“They’re using their messed-up concept of the Middle Ages as a recruitment tool, and that’s a huge problem,” says Paul B. Sturtevant, author of “The Middle Ages in Popular Imagination” and editor in chief of the Public Medievalist.
Sturtevant counted 18 references to the Middle Ages in the markings and writing on the arsenal that belonged to Brenton Harrison Tarrant, the 28-year-old Australian charged in Friday’s New Zealand rampage.
There is, of course, the sun wheel, or black sun, symbols seen in photos Tarrant allegedly posted to the Internet before the shooting. The symbol became associated with the Third Reich after Heinrich Himmler decorated a castle with it. But in his 2002 book “Black Sun: Aryan Cults, Esoteric Nazism, and the Politics of Identity,” historian Nicholas Goodrick-Clarke links the symbol to decorative Merovingian discs in the early medieval period.
“As far as we know, it was just an artistic design,” Sturtevant says. “It had nothing to do with a pan-Germanic identity any more than a paisley pattern or a Nike swoosh.”
There were also numerous references on the suspected shooter’s weapons to medieval battles and figures, including four names of medieval Serbs who fought against the Muslim Ottomans, two Hungarian military leaders who fought the Ottomans, and numerous references to the Crusades, when Christian armies from Europe tried to seize the Holy Land from Muslims during the 11th, 12th and 13th centuries.
One name in particular stood out to Sturtevant: Charles Martel. Martel was a real person in history, credited with defeating the last organized army headed by a Muslim ruler to attempt to invade what is now France at the Battle of Tours in 732. But legends about Martel, among contemporary hate groups and medieval people, reach mythic proportions.
And when it comes to white supremacists’ understanding of the Middle Ages, “myth” is the right word, he said.
“White supremacists imagine the Middle Ages as a time when Europe was all white, separated from its neighbors and in constant conflict with those that it deemed to be outsiders,” Sturtevant said. “Nothing could be further from the truth.”

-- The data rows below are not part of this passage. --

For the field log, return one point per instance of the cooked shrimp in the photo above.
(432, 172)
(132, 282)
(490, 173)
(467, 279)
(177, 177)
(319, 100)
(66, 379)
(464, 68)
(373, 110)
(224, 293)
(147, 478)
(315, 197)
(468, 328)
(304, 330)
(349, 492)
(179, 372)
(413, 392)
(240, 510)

In medieval Sicily, Christians, Muslims and Jews were “living and working together side by side,” Sturtevant said. In 7th-century England, the well-respected archbishop of Canterbury was from Turkey, and his favorite abbot was from North Africa. There were Ethiopian embassies across southern Europe, including Rome. Pilgrimage books listed travelers as hailing from “India” — though this was probably just a fill-in for anywhere in the Middle East.
Medieval European artists also accurately depicted black people (read: not like blackface caricatures), indicating it wasn’t uncommon to see them. (Check out the Twitter account @medievalPOC for numerous examples.)
Which is not to say it was all sunshine and multiculti roses, Sturtevant stresses. There was religious strife as well as religious pluralism.
“Definitely racism did exist, but it was a lot weirder” — more geography-based than skin-colored-based, he said. “It was more about being racist against the people over the river.”
Medieval historians like Dorothy Kim, David M. Perry, Sierra Lomuto and Sturtevant are part of a growing movement in the field to actively counter false histories of the Middle Ages spread by and to people like the alleged mosque shooter.
“The idea that [medieval societies] are this paragon of unblemished whiteness is just ridiculous,” Sturtevant said. “It would be hilarious if it weren’t so awful.”